Where in Italy did you live?
Also I hope this won’t bother you but you may find that in italian weddings nowadays dancing isn’t that common, the reception tends to be more about the food. The whole crazy dancing is definetly more an anglosaxon thing. At least it has always been for me, on my father’s side of the family and at my italian friends wedding there tends to not be much dancing whereas on my mother’s side of the family and my irish and british friends there usually is a lot of crazy dancing (usually drunken dancing I must admit). The italians tend to not want to go crazy and dance, they’re usually too scared of non fare una bella figura!
Post # 6
I’d tell him to piss on it. I’m wearing a cultural dress- now if HE didn’t want to, I wouldn’t force him to but my body, my dress, my choice.
Post # 7
first I did think of the resturant…LOL
I agree with Bella128
Post # 8
We did a mix of several things. I’m Vietnamese and Catholic; Darling Husband is white and atheist. We had a Catholic ceremony but no mass; and, I wore an ao dai and we had a Chinese-style banquet at a Chinese restaurant.
I would definitely talk to your Fiance again about it. As long as you’re not making him do anything that he is uncomfortable with, I don’t see why you can’t incorporate some of your culture in the wedding.
Post # 9
@Sparkle_Bee: I just realised i didn’t answer the question, but I think your wedding should reflect how involved in your backgrounds you are.
SO is american (from the US) but has different backgrounds: lebanese, irish, english, and german. But he isn’t really much involved and doesn’t know much about the cultures of these countries so i think he’d feel silly using these traditions at our weddings. Likewise my father is italian and my mother is irish but I grew up in England and that’s the culture I identify with so I wouldn’t use any italian or irish traditions.
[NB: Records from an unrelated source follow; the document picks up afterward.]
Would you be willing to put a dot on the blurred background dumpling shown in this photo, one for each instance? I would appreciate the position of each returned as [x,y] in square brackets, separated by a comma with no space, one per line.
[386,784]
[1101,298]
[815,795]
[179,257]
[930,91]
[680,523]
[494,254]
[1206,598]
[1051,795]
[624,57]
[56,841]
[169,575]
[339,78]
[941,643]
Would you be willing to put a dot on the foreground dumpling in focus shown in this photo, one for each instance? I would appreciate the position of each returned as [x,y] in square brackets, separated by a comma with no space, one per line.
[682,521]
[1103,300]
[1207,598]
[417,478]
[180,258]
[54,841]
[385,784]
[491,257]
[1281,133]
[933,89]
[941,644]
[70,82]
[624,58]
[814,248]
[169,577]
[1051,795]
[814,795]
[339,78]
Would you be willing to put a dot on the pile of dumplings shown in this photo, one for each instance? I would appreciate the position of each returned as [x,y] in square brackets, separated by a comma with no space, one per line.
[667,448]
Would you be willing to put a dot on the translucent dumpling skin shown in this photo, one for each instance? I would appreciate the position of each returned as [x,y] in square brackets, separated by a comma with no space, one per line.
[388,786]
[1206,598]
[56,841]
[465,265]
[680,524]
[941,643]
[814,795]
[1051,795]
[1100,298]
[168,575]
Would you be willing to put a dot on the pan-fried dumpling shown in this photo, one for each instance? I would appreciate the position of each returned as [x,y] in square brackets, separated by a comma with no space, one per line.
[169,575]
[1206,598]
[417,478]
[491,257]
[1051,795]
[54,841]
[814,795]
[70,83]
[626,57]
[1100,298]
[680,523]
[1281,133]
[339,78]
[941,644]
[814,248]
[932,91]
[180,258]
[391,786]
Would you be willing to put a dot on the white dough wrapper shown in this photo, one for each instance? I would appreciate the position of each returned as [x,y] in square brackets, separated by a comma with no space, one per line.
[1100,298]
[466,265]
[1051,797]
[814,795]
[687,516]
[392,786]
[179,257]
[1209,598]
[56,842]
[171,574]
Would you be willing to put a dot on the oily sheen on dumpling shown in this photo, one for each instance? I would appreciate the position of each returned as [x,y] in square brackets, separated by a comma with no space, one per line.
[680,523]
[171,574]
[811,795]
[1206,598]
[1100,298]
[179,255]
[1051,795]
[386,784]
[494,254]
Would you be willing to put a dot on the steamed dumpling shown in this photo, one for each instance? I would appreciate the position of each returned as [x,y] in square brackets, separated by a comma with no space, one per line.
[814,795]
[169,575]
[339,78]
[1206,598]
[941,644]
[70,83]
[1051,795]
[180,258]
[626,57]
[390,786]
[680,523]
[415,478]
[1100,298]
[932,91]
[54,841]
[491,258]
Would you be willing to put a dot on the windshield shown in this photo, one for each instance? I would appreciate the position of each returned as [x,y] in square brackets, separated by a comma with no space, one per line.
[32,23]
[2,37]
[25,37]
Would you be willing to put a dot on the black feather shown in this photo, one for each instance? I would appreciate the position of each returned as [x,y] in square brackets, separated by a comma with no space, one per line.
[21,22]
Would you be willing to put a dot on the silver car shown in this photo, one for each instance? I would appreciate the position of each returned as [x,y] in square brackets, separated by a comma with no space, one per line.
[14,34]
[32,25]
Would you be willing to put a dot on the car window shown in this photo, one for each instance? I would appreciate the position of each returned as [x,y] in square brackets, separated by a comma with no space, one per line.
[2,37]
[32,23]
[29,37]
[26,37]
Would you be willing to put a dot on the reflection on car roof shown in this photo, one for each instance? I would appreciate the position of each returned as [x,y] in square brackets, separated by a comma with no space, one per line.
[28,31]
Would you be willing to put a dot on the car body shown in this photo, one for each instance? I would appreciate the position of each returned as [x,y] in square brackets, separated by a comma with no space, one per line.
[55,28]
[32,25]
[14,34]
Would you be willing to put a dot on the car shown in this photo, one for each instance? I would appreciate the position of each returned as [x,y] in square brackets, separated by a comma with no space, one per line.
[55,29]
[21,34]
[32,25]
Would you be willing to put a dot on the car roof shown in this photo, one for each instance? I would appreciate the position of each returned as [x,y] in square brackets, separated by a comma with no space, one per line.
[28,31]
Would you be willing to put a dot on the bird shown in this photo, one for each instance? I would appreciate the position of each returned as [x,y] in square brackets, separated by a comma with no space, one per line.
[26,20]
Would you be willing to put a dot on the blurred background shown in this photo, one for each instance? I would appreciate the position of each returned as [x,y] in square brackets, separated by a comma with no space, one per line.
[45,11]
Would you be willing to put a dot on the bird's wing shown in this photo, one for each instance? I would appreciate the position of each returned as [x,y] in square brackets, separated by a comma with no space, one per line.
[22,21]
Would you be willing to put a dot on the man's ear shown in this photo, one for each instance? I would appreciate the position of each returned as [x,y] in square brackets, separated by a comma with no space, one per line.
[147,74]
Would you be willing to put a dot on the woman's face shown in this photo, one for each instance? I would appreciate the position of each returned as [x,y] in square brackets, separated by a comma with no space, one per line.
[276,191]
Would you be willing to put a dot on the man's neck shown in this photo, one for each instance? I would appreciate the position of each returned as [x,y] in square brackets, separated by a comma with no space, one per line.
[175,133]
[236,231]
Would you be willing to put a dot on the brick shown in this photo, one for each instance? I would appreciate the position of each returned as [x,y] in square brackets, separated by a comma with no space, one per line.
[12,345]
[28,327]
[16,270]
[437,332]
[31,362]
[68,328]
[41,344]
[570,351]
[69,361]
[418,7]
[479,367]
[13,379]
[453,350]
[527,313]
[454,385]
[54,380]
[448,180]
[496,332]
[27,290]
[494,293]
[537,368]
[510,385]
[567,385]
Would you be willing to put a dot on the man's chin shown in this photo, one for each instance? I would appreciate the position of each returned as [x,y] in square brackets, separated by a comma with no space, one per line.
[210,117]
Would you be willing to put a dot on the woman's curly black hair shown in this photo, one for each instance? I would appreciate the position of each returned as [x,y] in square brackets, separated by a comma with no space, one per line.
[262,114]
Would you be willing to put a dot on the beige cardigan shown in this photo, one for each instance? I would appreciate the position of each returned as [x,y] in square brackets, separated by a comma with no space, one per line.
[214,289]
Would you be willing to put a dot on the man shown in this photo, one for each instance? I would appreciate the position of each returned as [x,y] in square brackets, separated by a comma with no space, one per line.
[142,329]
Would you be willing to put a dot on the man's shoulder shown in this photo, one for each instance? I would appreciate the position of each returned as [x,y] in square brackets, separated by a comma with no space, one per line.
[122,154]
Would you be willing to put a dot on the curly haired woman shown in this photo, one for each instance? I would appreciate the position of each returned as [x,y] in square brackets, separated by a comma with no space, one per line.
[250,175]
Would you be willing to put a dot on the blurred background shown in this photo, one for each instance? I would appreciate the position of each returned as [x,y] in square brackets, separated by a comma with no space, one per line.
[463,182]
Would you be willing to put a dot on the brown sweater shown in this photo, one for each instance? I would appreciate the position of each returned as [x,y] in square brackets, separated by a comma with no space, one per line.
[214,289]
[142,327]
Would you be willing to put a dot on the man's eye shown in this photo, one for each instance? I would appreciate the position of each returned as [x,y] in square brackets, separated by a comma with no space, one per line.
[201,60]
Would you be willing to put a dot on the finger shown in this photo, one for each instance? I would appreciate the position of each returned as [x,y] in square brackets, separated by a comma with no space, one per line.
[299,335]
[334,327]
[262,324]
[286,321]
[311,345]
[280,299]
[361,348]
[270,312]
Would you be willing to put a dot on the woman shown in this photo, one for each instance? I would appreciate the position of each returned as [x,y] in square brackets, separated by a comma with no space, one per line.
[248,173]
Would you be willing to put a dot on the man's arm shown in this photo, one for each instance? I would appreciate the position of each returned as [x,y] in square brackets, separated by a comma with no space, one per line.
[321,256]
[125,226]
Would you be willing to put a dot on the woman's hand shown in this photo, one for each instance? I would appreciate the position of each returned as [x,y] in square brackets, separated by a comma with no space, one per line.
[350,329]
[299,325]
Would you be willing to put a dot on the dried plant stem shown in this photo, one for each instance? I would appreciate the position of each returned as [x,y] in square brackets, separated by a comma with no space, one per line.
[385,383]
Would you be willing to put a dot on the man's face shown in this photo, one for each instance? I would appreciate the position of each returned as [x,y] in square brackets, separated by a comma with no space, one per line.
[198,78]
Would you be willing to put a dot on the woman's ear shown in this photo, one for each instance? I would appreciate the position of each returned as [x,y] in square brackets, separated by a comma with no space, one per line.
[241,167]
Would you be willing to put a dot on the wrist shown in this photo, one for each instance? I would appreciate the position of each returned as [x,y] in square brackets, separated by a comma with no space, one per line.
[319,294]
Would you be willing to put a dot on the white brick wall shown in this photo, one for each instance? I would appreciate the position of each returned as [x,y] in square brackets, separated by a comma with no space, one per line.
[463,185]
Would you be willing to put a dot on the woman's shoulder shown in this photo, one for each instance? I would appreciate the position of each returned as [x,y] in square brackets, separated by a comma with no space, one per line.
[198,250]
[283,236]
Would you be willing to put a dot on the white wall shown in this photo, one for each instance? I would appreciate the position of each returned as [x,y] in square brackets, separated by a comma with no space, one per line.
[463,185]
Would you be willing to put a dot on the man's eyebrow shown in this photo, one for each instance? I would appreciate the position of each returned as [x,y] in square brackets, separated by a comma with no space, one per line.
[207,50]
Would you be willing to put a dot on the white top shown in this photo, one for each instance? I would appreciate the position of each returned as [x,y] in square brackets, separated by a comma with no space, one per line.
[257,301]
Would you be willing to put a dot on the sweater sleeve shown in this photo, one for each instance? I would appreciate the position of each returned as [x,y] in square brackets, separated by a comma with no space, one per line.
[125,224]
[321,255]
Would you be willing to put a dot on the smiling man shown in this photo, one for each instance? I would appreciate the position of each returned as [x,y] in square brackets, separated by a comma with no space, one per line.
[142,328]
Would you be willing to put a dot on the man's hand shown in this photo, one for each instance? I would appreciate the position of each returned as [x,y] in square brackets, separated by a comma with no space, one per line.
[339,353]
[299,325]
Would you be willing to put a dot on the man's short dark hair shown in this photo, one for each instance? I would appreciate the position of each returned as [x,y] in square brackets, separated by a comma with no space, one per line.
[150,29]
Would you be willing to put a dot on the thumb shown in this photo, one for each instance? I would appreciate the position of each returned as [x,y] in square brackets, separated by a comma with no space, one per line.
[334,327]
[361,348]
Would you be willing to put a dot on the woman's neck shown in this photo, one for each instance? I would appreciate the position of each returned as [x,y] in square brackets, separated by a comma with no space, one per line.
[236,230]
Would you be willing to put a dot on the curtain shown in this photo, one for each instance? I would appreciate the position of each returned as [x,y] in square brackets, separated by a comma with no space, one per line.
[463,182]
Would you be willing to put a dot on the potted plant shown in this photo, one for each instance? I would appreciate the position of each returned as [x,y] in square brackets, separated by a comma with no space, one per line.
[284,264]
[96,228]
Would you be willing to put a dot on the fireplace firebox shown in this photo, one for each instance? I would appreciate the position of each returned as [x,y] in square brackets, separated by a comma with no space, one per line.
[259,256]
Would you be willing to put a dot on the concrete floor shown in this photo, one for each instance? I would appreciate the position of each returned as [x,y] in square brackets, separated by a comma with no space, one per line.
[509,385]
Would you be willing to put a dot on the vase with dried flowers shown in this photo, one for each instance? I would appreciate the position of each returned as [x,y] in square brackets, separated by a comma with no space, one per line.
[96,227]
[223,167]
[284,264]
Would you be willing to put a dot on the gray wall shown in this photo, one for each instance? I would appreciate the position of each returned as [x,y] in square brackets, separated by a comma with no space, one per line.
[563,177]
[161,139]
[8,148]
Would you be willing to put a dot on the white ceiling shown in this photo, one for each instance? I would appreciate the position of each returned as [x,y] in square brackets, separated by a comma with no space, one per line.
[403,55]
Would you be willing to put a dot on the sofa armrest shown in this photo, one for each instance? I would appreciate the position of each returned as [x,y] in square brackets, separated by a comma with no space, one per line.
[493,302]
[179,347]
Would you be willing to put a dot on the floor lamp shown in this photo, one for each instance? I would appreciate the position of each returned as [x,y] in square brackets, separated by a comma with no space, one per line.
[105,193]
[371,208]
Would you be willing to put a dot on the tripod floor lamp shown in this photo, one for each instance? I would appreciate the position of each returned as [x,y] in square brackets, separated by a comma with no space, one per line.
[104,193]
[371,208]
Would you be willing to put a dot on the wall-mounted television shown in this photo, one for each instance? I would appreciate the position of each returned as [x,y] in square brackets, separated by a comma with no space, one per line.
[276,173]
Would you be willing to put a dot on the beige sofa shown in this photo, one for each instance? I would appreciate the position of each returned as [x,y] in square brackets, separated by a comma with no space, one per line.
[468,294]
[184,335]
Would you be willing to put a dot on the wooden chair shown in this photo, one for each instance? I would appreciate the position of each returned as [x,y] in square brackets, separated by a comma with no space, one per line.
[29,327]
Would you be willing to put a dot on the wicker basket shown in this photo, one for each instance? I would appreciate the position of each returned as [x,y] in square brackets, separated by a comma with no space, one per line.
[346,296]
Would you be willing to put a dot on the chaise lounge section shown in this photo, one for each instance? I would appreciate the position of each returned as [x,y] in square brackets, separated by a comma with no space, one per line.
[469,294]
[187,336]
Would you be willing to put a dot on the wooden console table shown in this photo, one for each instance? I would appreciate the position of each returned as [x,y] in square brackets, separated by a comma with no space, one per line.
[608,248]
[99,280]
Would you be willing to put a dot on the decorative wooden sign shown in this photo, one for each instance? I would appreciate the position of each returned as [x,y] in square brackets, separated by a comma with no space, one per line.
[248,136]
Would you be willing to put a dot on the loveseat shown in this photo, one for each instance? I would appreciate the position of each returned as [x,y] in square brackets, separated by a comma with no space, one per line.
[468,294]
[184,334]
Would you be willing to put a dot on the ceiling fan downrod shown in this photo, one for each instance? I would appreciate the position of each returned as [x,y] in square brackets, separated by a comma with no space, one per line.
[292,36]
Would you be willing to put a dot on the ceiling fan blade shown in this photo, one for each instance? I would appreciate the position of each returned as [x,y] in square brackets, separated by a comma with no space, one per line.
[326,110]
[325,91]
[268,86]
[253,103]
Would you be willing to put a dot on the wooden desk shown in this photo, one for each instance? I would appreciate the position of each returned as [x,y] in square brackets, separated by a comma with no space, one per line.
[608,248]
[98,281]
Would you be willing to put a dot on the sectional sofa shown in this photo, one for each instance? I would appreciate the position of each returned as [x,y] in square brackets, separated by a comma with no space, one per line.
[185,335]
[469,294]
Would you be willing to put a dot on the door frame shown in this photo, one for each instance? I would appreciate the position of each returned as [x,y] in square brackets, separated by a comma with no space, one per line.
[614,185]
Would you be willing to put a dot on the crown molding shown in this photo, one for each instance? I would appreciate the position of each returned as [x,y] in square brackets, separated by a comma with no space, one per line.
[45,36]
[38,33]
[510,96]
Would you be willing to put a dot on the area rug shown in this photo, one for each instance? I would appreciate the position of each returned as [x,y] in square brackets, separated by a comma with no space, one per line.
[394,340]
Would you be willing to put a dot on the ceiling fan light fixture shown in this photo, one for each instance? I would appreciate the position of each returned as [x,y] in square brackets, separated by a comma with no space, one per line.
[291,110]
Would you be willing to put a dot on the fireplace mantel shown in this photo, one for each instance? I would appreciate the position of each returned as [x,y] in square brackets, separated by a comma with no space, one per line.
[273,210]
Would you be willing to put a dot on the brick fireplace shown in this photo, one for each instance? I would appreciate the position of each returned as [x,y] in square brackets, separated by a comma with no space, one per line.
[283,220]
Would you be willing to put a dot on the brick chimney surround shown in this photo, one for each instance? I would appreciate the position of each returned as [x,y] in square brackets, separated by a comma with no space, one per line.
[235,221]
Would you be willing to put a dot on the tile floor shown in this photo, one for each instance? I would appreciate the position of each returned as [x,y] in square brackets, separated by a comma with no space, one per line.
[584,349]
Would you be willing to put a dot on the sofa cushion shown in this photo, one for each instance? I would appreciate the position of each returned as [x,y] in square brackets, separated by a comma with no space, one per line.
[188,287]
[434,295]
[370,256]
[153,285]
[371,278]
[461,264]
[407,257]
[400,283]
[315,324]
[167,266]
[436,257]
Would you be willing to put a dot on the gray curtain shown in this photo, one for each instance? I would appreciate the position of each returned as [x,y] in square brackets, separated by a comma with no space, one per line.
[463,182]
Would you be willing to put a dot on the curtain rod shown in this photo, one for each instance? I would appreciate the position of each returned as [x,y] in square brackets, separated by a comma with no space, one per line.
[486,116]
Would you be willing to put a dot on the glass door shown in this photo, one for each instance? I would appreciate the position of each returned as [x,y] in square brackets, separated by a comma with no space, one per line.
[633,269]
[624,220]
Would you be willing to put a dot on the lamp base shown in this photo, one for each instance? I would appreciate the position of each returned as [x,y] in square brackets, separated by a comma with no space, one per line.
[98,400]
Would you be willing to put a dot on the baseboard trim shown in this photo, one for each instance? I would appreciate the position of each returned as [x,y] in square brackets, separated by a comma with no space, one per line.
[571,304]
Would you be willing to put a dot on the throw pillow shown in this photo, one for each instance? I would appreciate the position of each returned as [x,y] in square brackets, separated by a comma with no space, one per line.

They would feel out of place.
Post # 10
Why is he uncomfortable with the traditions from each of your cultural backgrounds? Many people would be highly offended not to have at least some of their background culture’s influence in the wedding. Even if he is not attached to/identified with his own cultural background, asking/telling you not to include yours seems rude and also concerning… is he really going to honor your culture’s traditions (the ones you want to continue) in other things in the marriage? Especially with the kids?
I don’t believe in anyone having to lose or water down their culture just because they are living in, or even a citizen of, another country. Countries do not own us.